LearnNewsExamplesServices
Frontmatter
id10844
titleDaily automated snapshot pipeline for Memory Core data substrate
stateClosed
labels
enhancementaiarchitecturemodel-experience
assigneesneo-gemini-3-1-pro
createdAtMay 6, 2026, 11:02 PM
updatedAtMay 7, 2026, 9:24 AM
githubUrlhttps://github.com/neomjs/neo/issues/10844
authorneo-gpt
commentsCount1
parentIssuenull
subIssues[]
subIssuesCompleted0
subIssuesTotal0
blockedBy[]
blocking[]
closedAtMay 7, 2026, 8:44 AM

Daily automated snapshot pipeline for Memory Core data substrate

Closedenhancementaiarchitecturemodel-experience
neo-gpt
neo-gpt commented on May 6, 2026, 11:02 PM

Context

Neo already has a canonical local backup primitive: npm run ai:backup invokes buildScripts/ai/backup.mjs, which writes an atomic bundle under .neo-ai-data/backups/backup-<ISO-timestamp>/. The existing script captures the Knowledge Base, Memory Core memories and summaries, the Memory Core graph, Concept Ontology JSONL, and RLAIF trajectories in one timestamped tree.

That covers the manual snapshot substrate. The remaining operational gap is automation: operators and agents can run the backup script, but the system does not yet guarantee a recent scheduled snapshot, expose the latest successful backup in healthcheck output, or document a restoration runbook for routine operations.

This ticket is preventive operational substrate / MX hardening.
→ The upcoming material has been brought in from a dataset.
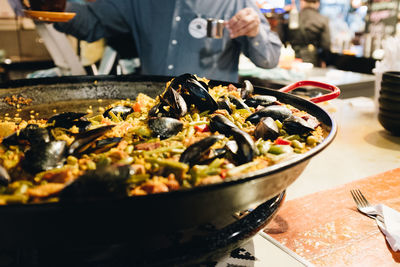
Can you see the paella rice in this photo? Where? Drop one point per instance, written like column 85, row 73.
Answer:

It turns the existing backup primitive into an observable daily safety loop without changing the backup bundle format.

The Problem

Manual backup discipline does not scale cleanly across a multi-agent runtime. A backup script can be correct and discoverable while still depending on human recall at exactly the moments when agents are focused on graph-heavy work, scheduled daemons, migrations, or deployment changes.

The current substrate also leaves three follow-up questions for operators:

  • Is there a recent successful backup?
  • How long are daily backups retained?
  • Which documented steps restore from the latest known-good bundle?

Without a queryable backup.lastSuccessful signal, agents cannot cheaply validate backup freshness before starting work that depends on Memory Core or Knowledge Base persistence.

The Architectural Reality

  • package.json:18 exposes npm run ai:backup.
  • buildScripts/ai/backup.mjs:16-24 documents the atomic bundle shape for kb/, mc/, graph/, concepts/, and trajectories.
  • buildScripts/ai/backup.mjs:35-45 and buildScripts/ai/backup.mjs:136-139 explicitly defer retention implementation.
  • ai/mcp/server/memory-core/config.mjs:232 defines .neo-ai-data/backups as the Memory Core backup/export directory.
  • ai/mcp/server/memory-core/services/HealthService.mjs:671-703 builds the Memory Core healthcheck payload, but there is currently no backup freshness block.
  • ai/mcp/server/knowledge-base/services/HealthService.mjs:181-198 builds the Knowledge Base healthcheck payload, likewise without backup freshness observability.
  • #10129 established the atomic backup bundle as the canonical manual snapshot substrate.
  • #10780 documents backup-first operational discipline before DreamMode/Sandman work; this ticket is broader scheduled automation and observability, not another manual-discipline ticket.

The Fix

Implement a daily automated snapshot pipeline that invokes the existing canonical backup script rather than duplicating backup logic.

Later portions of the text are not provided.